Mais "Mon garçon" n’est pas un simple thriller. C’est un long métrage assez unique dans le paysage du cinéma, qui restera comme une référence dans l’expérience proposée aux spectateurs mais aussi à toute l’équipe de tournage. En effet, ce film a été écrit et préparé sans que Guillaume Canet ne sache rien du scénario, ni des décors, ni face à quels comédiens il allait se retrouver. Toute l’équipe a répété pendant quinze jours sans l’acteur principal avec interdiction de lui parler (sauf Carion) ! Il y avait donc une part d’inconnu des deux côtés : chez le réalisateur et les acteurs, d’abord, qui ont répété chaque scène « à vide » sans réellement savoir comment Canet allait réagir le jour J, et chez Guillaume Canet bien sûr, livré à lui-même durant les six jours de tournage, n’ayant eu qu’une feuille de papier décrivant son personnage et le synopsis général du film expliquant que son fils avait disparu. Pour chaque scène tournée, Christian Carion était aux côtés du comédien pour le guider tout en lui laissant une totale liberté sur les dialogues, les mouvements et les réactions ! Des mots de Guillaume Canet, c’est sa « plus belle expérience cinématographique à ce jour et un cadeau monumental » de la part d’un réalisateur.

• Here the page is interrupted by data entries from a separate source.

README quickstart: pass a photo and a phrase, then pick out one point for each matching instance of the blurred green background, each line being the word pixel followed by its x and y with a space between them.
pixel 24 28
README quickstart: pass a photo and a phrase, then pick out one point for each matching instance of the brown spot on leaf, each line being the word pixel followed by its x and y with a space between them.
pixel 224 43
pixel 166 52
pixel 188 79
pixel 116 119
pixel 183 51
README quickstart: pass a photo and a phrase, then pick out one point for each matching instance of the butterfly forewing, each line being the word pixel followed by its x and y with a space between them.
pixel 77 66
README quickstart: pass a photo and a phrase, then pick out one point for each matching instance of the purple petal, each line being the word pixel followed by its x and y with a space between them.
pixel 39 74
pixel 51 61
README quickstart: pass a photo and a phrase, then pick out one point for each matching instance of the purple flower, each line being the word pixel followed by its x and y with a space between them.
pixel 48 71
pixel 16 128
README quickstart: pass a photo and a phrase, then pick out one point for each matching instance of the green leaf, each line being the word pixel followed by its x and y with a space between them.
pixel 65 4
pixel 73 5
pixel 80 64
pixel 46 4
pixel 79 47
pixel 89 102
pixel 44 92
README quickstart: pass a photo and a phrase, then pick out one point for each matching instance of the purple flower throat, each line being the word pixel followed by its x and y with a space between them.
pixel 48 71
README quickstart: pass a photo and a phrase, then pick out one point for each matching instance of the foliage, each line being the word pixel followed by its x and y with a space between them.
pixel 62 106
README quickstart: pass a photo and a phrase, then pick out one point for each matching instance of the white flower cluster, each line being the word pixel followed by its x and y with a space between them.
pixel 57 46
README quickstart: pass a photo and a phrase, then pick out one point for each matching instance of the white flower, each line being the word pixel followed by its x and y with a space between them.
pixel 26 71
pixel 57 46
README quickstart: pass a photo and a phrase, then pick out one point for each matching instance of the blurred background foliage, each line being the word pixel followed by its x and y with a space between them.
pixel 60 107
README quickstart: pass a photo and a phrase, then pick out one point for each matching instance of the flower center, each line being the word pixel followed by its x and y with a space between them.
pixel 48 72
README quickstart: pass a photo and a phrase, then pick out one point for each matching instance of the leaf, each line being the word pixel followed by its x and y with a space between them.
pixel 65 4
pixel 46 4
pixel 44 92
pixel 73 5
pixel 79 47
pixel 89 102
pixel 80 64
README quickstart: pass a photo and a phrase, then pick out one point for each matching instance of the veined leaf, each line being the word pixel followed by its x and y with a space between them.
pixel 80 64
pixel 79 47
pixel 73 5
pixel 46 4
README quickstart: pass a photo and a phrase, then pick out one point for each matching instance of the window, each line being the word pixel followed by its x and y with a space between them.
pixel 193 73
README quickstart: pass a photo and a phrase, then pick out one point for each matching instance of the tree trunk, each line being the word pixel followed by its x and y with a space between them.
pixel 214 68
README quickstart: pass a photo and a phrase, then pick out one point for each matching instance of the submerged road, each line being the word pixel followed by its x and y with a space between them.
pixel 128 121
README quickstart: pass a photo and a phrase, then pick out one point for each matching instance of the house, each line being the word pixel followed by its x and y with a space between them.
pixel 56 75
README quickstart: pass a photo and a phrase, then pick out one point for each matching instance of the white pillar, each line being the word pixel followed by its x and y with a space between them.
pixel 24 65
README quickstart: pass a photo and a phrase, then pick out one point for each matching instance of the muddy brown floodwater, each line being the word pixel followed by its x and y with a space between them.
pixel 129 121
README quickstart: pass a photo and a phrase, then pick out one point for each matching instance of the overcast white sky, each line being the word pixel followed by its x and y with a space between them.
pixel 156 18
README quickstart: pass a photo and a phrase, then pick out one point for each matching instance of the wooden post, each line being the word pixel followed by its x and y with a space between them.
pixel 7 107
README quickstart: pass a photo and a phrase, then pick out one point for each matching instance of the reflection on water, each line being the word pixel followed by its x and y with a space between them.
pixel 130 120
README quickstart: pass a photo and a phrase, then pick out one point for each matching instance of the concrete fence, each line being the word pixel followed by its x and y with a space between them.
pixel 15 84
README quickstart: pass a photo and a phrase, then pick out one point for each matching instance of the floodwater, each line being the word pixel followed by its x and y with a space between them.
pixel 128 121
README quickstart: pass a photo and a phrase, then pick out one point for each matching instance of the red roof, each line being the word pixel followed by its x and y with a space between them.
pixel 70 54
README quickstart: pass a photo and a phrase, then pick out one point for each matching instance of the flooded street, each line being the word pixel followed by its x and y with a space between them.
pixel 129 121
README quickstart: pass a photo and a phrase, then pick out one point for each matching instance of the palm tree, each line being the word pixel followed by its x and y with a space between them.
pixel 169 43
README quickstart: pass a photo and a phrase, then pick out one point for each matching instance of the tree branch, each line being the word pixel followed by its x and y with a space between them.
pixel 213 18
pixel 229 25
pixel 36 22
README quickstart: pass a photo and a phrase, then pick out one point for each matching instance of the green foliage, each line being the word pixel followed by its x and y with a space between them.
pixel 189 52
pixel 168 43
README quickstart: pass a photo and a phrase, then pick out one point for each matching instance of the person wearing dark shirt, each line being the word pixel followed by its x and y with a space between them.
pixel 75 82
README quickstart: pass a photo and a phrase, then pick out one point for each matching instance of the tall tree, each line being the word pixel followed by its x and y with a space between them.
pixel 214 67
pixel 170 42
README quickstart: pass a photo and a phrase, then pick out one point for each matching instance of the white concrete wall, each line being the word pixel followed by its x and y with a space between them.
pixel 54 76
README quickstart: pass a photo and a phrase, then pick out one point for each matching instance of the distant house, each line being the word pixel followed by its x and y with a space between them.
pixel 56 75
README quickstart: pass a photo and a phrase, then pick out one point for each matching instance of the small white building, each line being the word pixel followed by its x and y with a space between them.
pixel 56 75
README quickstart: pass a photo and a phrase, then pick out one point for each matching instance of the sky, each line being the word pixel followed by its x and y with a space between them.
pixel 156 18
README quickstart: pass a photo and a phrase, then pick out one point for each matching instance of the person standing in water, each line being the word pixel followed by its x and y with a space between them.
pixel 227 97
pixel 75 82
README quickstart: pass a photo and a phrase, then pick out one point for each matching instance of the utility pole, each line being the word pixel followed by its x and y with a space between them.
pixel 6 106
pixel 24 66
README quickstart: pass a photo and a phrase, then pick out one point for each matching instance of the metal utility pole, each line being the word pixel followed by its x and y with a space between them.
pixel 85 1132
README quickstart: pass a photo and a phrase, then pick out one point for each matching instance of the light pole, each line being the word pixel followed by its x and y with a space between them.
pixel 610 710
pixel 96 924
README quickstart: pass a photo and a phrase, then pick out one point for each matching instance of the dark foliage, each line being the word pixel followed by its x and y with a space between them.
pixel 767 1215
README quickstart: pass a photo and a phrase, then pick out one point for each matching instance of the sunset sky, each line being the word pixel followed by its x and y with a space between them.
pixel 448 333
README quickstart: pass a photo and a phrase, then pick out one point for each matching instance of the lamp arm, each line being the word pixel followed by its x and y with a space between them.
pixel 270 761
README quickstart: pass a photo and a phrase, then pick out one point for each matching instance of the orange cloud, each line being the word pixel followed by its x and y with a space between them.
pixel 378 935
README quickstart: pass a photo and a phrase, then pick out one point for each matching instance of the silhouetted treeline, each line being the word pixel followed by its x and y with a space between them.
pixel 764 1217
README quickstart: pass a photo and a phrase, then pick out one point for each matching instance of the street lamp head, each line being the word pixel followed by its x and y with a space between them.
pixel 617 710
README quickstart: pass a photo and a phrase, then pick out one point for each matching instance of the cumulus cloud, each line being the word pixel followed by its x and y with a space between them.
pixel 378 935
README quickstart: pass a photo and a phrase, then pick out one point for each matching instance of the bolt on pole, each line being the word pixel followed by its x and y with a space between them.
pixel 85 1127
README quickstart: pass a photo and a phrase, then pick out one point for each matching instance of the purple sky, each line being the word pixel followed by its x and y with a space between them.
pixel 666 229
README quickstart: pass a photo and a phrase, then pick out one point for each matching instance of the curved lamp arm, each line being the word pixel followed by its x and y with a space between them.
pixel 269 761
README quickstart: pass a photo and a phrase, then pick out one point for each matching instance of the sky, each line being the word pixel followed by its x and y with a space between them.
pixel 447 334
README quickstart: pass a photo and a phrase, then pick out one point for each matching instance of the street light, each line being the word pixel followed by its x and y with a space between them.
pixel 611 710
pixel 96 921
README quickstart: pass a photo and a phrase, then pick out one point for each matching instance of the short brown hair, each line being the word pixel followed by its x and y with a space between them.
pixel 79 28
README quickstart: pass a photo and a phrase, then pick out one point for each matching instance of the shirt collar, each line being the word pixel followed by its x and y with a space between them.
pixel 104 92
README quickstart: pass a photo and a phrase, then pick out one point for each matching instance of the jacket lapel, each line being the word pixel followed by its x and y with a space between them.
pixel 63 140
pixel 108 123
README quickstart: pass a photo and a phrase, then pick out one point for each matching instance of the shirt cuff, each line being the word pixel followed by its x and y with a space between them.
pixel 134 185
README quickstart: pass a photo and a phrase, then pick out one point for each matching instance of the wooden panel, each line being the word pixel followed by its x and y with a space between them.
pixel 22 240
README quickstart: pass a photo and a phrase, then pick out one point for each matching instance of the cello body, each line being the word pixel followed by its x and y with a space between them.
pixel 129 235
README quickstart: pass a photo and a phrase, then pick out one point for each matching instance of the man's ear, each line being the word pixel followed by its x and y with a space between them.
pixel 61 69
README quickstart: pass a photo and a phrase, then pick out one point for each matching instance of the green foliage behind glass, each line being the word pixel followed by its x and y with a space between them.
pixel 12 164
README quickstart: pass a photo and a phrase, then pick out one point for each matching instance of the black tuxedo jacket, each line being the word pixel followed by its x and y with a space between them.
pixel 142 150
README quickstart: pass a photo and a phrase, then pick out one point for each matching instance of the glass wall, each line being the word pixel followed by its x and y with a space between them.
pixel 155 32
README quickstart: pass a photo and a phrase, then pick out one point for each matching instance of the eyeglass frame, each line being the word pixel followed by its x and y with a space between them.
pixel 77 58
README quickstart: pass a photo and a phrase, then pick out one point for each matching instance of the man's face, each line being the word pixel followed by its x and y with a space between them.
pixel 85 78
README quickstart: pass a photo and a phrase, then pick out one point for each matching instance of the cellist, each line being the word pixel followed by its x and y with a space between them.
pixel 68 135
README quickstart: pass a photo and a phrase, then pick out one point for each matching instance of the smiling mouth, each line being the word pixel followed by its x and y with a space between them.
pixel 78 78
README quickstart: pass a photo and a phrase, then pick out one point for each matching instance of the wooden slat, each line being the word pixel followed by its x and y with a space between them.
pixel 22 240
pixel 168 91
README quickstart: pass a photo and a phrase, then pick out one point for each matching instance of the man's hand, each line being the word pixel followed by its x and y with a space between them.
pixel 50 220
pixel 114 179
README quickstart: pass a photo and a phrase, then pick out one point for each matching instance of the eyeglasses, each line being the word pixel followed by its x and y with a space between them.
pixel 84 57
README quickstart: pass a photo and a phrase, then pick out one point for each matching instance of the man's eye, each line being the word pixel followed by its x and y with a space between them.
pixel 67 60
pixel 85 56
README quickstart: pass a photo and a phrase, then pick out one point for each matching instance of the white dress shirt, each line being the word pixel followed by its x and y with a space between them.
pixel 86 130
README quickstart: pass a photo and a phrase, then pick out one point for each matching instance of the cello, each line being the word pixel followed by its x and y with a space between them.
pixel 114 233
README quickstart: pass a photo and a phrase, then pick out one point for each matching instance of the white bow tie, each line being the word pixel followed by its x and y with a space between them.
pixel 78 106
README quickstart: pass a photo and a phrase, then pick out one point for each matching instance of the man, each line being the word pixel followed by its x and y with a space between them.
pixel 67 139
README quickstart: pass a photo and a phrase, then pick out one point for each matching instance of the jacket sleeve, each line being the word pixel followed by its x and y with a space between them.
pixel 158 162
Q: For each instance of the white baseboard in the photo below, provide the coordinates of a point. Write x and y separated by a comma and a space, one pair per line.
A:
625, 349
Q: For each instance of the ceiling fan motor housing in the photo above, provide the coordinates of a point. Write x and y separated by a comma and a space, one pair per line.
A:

Autant dire que l’expérience pour le spectateur est également galvanisante. On découvre chaque avancée de l’intrigue en même temps que le comédien, on n’a jamais une longueur d’avance sur lui, on est à ses côtés, la caméra le suivant pas à pas dans sa traque, on analyse les pistes et les indices comme lui, on est tendu à l’approche d’une maison suspecte comme lui. Le spectateur, tout comme Guillaume Canet, est vraiment comme dans un jeu de ciné-réalité. Le revers de la médaille est la lourdeur de l’organisation que cela implique. Pour garder le comédien dans cet état d’alerte permanent, les conditions de tournage ont été serrées – tout comme le budget –, avec une planification sur six jours seulement et une trame narrative qui a dû être construite de manière assez linéaire et limitée : soit peu de décors et de comédiens, amenuisant quelque peu le scénario. On espère en tout cas pourvoir apprécier, dans les futurs bonus du DVD, le making-of du film qui doit être assez sensationnel sur les coulisses peu communes de ce tournage unique.